Ve bir gün kandırdıkları çocuklarımızdan aldıkları güç ile devletimizi ele geçirmeye kalkıştılar…

*

Savaş demek hile demek değil mi zaten… Ama hile demek savaş demek değildir! Anlayanlar için… Anlamayanlar kolayca kandırılıyor zaten, görüntüyle ve söylentiyle.

*

Düşman gibi görünmemeye özen gösteren çağdaş rakiplerimiz, kandırmak için yazarlarımızı, gazetecilerimizi, tarihçilerimizi, hocalarımızı, din adamlarımızı, siyasetçilerimizi bile satın alıyorlar. Satın alamadıkları yerde kendi adamlarını bizdenmiş gibi aramıza karıştırıyorlar.

*

Kafalarımızı karıştırıyor bunlar ve karışan kafalarımıza düşman yalanlarını duruma göre din diye, duruma göre tarih diye, duruma göre proje diye yutturuyorlar. Kananları beslerken, kanmayanları dışlıyor, aşağılıyor ve susturuyorlar. Gerçekler ile yüzleşmek yerine yalanlar ile mutlu olanların ciğerine yerleşiyorlar...

*

Ve kandırdıkları bizim çocuklarımızdan aldıkları güç ile devletimizi ele geçirmeye kalkışıyorlar…

*

Sn Cumhurbaşkanımız Erdoğan’ın 15 Temmuz sonrası “kandırıldım” demesi gerçekleri değiştirmiyor. Bu hain kalkışmanın, kandırılmamış olanların cesareti ve feraseti ile bastırılmış olmasını da anlamak gerekiyor. Yalanlar üzerine kurulan politikaların yerine rasyonel akıl ile tanımlanan doğrular üzerine yeni politikalar kurmak gerekiyor!

*

Savaşsız işgal yöntemlerine karşı başka yol yok! Kandırıldım diye özür dileyenlerin, kandıranların gittiği yoldan dönmesi gerekiyor! Din adına kandırılanların, tarih adına da kandırıldığını görmek, tedbir almak gerekiyor.

*

Hukukta, kanmanın, kandırılmış olmanın bir mazaret olmadığını ve sonuçta doğan kusuru veya suçu ortadan kaldırmadığını anlamak gerekiyor.

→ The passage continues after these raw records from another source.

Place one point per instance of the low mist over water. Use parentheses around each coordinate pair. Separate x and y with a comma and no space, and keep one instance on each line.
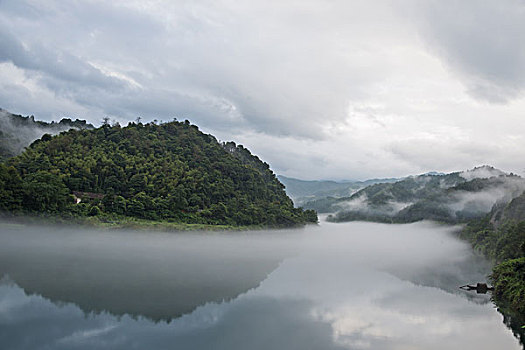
(333,286)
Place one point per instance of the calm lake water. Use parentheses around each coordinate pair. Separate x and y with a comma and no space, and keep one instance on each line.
(332,286)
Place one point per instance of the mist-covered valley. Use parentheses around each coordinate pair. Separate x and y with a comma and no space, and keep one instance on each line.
(350,285)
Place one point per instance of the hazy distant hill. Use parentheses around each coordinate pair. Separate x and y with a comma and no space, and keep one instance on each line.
(450,197)
(18,132)
(302,191)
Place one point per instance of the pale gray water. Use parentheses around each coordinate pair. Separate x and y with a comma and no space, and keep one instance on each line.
(336,286)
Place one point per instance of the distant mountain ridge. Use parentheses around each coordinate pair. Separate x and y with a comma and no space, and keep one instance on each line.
(18,132)
(302,191)
(453,197)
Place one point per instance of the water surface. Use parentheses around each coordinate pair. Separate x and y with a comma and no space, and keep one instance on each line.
(335,286)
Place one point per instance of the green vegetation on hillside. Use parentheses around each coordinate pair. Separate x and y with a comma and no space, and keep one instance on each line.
(501,236)
(449,198)
(18,132)
(168,172)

Kandıranlara karşı tedbir alacaksak, kanmaya alışarak, aklı bırakıp zan ile hareket eden nesil yerine, aklını hukuku, hakkaniyeti, adaleti anlamak üzere sorgulayacak seviyede kullanan bir nesil yetiştirmek gerekiyor.

*

Haklı çıkmak için konuşanlara değil, hakikati ortaya çıkarmak için konuşanlara itibar etmek gerekiyor… Haaa bir de gece yarısından sonra sela okuturken, benzine mazota zam yaptırmak da ne demek oluyor?… İşin aslını anlamaya çalışanlara selam ve dua ile.